Master of Science (MS)

Department

Chemistry

College

College of Science and Health

First Advisor

Kyle Grice

Abstract

Carbon dioxide is a major contributor to global climate change, and developing efficient electrocatalysts for its reduction to useful products remains an important challenge in renewable energy and sustainable chemistry. Rhenium(I) tricarbonyl complexes have been widely studied for selective CO₂-to-CO conversion, and recent efforts have focused on understanding how ligand structure and proton-coupled electron transfer (PCET) processes govern catalytic activity. In this work, two families of rhenium complexes with protic backbones, fac-Re(PyBim)(CO)₃L and fac-Re(BidmimH)(CO)₃L (PyBimH = 2-(2′-pyridyl)benzimidazole; BidmimH₂ = 2,2′-bis(4,5-dimethylimidazole); L = neutral ligands), were synthesized and characterized to investigate the influence of axial ligand electronics on CO₂ reduction behavior. Infrared spectroelectrochemistry and cyclic voltammetry revealed systematic redshifts in the carbonyl stretching frequencies (Δν = 12–79 cm⁻¹) and cathodic shifts in reduction potentials as axial ligand σ-donor strength increased.

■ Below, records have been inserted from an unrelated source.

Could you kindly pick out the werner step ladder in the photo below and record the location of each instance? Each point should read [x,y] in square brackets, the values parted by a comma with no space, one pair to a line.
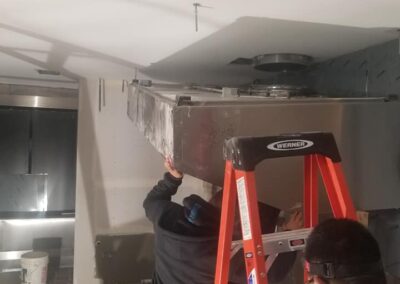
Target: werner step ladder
[242,154]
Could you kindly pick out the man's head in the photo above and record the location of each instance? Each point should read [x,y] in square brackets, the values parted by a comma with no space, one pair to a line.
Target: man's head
[343,251]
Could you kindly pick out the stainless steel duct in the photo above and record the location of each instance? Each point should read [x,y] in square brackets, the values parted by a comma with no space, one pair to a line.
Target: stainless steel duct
[191,126]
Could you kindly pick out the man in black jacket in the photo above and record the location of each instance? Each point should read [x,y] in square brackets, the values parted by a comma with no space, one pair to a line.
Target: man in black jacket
[342,251]
[186,237]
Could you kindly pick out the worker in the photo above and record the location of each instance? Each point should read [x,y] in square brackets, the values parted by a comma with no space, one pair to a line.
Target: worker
[342,251]
[186,237]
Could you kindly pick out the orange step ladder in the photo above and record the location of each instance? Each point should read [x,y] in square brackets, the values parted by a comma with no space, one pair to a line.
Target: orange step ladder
[242,154]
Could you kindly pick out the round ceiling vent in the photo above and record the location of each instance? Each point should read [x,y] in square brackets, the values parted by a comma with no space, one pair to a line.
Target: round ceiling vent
[281,62]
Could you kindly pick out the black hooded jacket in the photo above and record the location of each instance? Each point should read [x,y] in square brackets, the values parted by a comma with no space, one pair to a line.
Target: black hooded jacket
[186,253]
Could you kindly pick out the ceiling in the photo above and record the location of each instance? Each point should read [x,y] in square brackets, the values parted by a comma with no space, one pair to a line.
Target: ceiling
[112,38]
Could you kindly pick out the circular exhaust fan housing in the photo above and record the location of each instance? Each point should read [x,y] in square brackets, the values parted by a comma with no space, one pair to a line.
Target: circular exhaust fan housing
[282,62]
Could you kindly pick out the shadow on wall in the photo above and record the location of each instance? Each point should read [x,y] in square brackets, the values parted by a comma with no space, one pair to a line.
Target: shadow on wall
[58,55]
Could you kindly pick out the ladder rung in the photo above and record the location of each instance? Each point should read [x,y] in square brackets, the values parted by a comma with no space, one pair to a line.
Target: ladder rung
[276,243]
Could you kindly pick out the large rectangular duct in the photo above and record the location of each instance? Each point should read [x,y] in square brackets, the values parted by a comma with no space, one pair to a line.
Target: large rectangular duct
[191,126]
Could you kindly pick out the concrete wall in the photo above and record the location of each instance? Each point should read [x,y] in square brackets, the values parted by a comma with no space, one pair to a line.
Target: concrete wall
[116,167]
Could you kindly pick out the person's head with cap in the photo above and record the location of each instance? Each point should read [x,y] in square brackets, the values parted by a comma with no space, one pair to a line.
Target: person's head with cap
[342,251]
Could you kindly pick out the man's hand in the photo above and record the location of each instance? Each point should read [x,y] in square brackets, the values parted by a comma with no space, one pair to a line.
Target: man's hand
[171,169]
[295,221]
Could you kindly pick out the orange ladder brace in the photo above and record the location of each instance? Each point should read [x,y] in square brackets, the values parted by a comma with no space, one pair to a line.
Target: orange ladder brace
[242,154]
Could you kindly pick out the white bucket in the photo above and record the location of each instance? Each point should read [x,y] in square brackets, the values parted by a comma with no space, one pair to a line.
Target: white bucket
[34,267]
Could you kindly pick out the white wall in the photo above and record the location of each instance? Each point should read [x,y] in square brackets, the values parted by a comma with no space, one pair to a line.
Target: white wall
[116,167]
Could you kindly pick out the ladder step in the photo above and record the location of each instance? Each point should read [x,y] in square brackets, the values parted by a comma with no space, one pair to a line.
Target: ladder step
[279,242]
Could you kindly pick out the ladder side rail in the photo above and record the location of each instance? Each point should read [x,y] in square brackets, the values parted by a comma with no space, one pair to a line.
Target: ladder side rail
[251,228]
[226,225]
[310,197]
[336,188]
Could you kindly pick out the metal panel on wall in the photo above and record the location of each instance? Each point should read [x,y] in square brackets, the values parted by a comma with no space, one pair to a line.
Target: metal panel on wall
[54,153]
[14,140]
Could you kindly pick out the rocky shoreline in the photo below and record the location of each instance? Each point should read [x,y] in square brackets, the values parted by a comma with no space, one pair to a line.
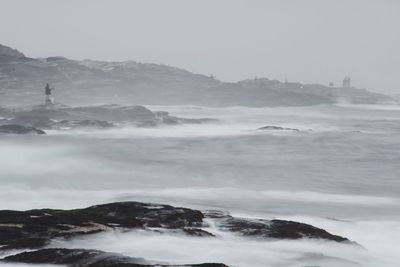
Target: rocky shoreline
[39,118]
[36,229]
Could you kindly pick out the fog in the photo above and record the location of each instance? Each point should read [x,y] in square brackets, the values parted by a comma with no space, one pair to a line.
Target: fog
[308,41]
[339,172]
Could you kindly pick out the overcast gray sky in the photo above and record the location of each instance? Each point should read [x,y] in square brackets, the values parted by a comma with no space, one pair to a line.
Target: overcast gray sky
[311,41]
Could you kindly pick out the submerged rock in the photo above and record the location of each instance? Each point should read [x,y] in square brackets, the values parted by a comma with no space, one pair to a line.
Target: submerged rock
[279,229]
[35,228]
[72,124]
[19,129]
[271,127]
[89,258]
[59,116]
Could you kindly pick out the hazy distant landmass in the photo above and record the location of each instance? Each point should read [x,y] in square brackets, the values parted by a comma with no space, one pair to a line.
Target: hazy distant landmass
[98,82]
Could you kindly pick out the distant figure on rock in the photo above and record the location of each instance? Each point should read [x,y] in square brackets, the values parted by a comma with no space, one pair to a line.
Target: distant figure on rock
[47,91]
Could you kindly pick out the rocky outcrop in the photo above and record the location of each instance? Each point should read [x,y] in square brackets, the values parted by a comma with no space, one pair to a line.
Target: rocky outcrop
[34,229]
[100,117]
[89,258]
[88,82]
[273,128]
[19,129]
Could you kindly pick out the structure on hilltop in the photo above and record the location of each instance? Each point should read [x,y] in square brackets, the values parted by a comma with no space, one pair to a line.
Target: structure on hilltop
[346,82]
[49,98]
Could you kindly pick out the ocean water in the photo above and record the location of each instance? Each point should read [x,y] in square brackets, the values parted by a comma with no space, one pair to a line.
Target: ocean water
[340,172]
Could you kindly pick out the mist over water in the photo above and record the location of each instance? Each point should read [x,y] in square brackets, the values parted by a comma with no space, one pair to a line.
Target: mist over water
[339,172]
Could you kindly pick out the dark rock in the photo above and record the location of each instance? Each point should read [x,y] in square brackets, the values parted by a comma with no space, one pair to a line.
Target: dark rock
[19,129]
[279,229]
[71,124]
[270,127]
[36,228]
[58,116]
[21,229]
[88,258]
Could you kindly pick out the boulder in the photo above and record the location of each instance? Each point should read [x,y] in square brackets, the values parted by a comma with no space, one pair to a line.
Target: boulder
[88,258]
[19,129]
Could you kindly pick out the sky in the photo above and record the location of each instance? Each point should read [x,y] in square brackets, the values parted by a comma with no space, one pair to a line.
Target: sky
[308,41]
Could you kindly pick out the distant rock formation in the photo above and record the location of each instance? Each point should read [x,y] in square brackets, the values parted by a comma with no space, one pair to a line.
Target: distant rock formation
[89,258]
[100,117]
[19,129]
[270,127]
[91,82]
[34,229]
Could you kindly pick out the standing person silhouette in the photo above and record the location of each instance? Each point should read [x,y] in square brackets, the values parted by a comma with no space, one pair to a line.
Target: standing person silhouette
[47,91]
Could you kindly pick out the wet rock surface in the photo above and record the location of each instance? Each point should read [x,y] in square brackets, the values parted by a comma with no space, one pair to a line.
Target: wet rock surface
[35,229]
[19,129]
[274,128]
[58,116]
[88,258]
[279,229]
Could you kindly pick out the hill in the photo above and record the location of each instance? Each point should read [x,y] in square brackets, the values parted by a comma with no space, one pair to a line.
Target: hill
[22,80]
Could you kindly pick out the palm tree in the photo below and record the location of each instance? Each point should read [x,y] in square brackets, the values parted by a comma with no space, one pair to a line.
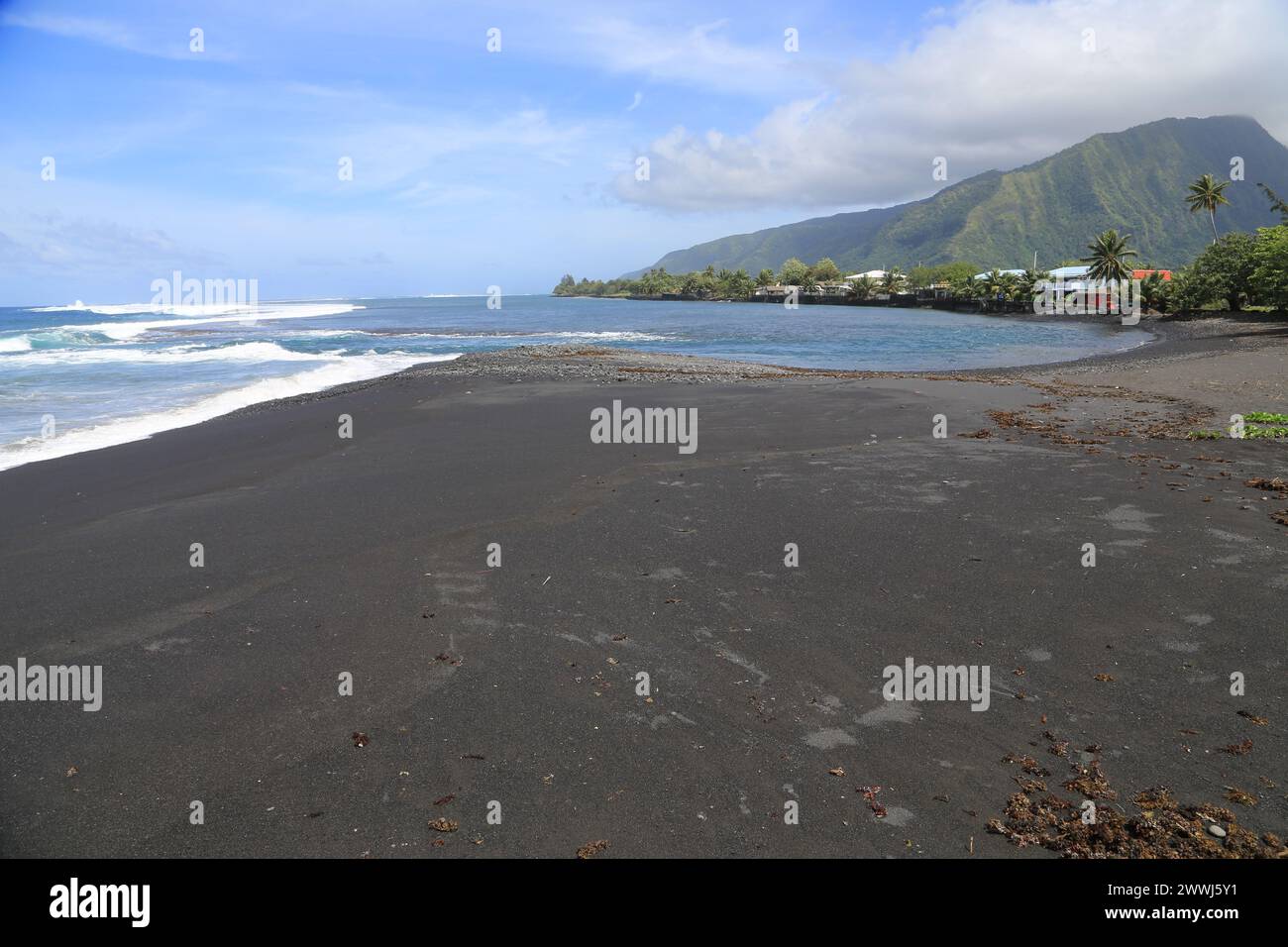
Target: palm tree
[863,287]
[1108,258]
[1207,195]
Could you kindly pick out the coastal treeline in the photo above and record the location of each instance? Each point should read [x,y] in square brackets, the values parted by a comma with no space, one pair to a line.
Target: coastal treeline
[1236,270]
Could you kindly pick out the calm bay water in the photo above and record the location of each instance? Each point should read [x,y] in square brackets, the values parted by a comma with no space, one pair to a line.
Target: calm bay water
[99,375]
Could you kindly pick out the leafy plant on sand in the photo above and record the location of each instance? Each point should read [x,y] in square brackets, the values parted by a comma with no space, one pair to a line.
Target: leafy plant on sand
[1224,273]
[1269,279]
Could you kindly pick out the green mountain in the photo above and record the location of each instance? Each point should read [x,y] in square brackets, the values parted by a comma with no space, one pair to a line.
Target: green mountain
[1132,180]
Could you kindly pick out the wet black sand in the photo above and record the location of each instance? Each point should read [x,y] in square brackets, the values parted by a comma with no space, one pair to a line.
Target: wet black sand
[516,684]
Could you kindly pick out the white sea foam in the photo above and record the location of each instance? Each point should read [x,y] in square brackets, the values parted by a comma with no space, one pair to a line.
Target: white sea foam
[174,355]
[535,335]
[194,316]
[123,431]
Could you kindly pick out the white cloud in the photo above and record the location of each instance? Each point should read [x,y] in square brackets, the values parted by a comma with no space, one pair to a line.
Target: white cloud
[111,34]
[992,84]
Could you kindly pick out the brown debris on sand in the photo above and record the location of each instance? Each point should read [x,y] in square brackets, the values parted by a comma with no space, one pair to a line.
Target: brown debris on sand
[1278,483]
[591,848]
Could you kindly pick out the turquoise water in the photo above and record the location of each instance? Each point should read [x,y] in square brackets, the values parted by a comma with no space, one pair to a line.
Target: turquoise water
[75,377]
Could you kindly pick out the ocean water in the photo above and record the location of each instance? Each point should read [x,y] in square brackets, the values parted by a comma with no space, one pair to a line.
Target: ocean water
[76,377]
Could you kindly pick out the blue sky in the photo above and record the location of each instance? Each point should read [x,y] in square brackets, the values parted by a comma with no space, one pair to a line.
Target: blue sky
[475,169]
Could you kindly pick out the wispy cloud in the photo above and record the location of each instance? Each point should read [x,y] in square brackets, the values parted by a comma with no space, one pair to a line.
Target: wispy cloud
[992,84]
[116,35]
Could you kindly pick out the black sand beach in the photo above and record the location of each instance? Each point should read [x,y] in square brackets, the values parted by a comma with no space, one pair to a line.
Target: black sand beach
[518,684]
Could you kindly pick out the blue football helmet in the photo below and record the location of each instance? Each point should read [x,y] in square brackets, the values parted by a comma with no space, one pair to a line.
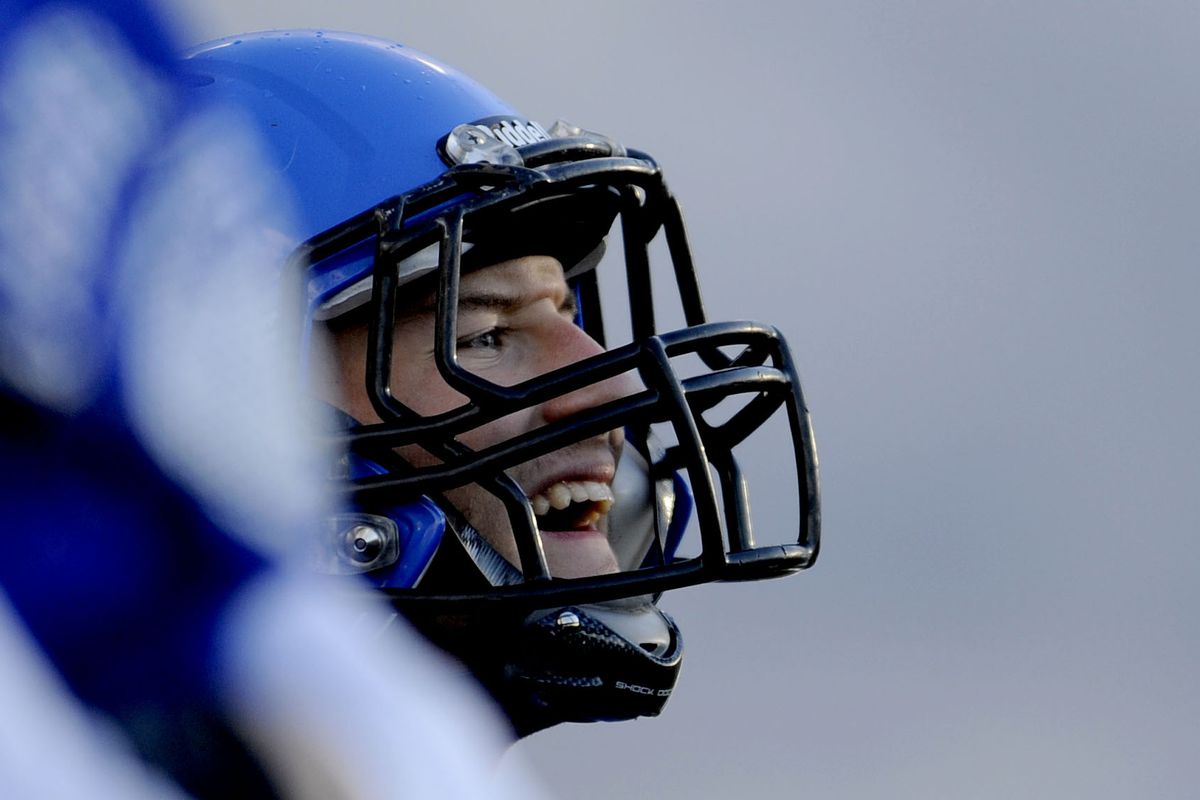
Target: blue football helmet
[411,178]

Complexes bearing PPh₃ and NH₂(CH₂)₃Ph ligands exhibited the largest catalytic current enhancements under CO₂ in the presence of trifluoroethanol, indicating faster PCET and CO₂ reduction. Bulk electrolysis confirmed that both ligand scaffolds favor CO formation, with PyBim derivatives showing higher stability and CO selectivity. Complementary studies of cobalt(II) and nickel(II) analogues demonstrated similar ligand-dependent reactivity, with the Ni complex SE16 (a nickel(II) bipyridyl derivative studied in collaboration with Fairfield University) achieving the highest CO faradaic efficiency (51%). Together, these results establish clear structure–activity relationships between ligand donor strength, electron density at the metal center, and CO₂ reduction efficiency, providing new insights into how proton-responsive ligands and axial electronic effects can be leveraged to design more effective molecular electrocatalysts for CO₂ conversion.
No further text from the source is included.